JO’D:  When you were working on a lot of the WB television shows in the early 1960s, were the shows themselves considered to be well written and of high quality?

BR: The shows were very popular but the scripts were usually awful and were constantly being recycled. For instance, the same script for Sugarfoot was used on Bronco, the same script for 77 Sunset Strip was used on Bourbon Street Beat, and so on. Pretty clever, right? Jack L. Warner was cheap beyond words. He used to go around the studio at six pm sharp and turn off any lights that had been left burning! (laughs) That’s a true story, by the way…ask anyone who worked at WB back then!

There were a lot of complaints about how WB treated actors in those days, but the studio always kept its contract players (and the rest of us) working. At the time, there were only 13,000 members in the Screen Actors Guild, and we all worked.

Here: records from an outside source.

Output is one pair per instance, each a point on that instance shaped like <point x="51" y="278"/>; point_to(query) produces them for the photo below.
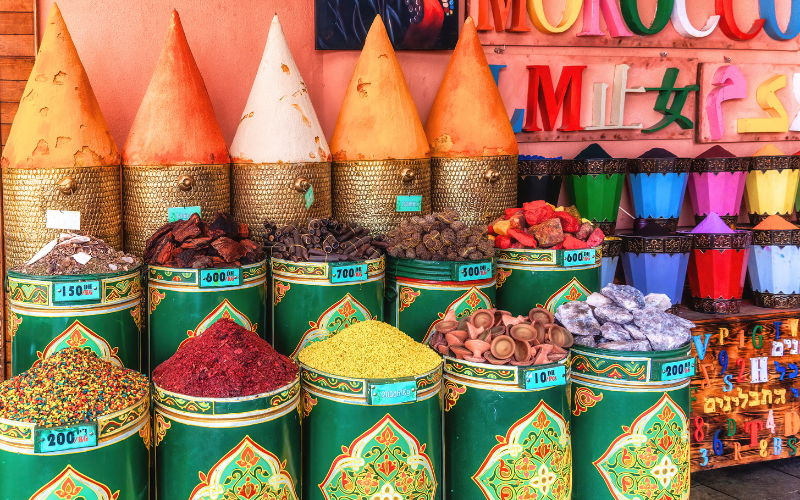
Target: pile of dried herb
<point x="193" y="243"/>
<point x="77" y="253"/>
<point x="323" y="240"/>
<point x="439" y="236"/>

Now, there are over 100,000 members and most are unemployed!

JO’D: What kinds of roles did you play on the WB shows?

BR:  I played an assortment of playboys and cads, usually, with an occasional nice guy and a standard Western background character thrown in for good measure.(laughs)  One role I did that I thought was kind of interesting was on Bourbon Street Beat. I played a Cajun lawbreaker just let out of jail who becomes involved in a ferryboat incident in Algiers, Louisiana. It was a lot different for me and I enjoyed it. I also worked in a pilot called Solitaire, with Richard Long. It didn’t sell, but I enjoyed working with Richard. He had a tragic life, and he, too, died young, at only 49.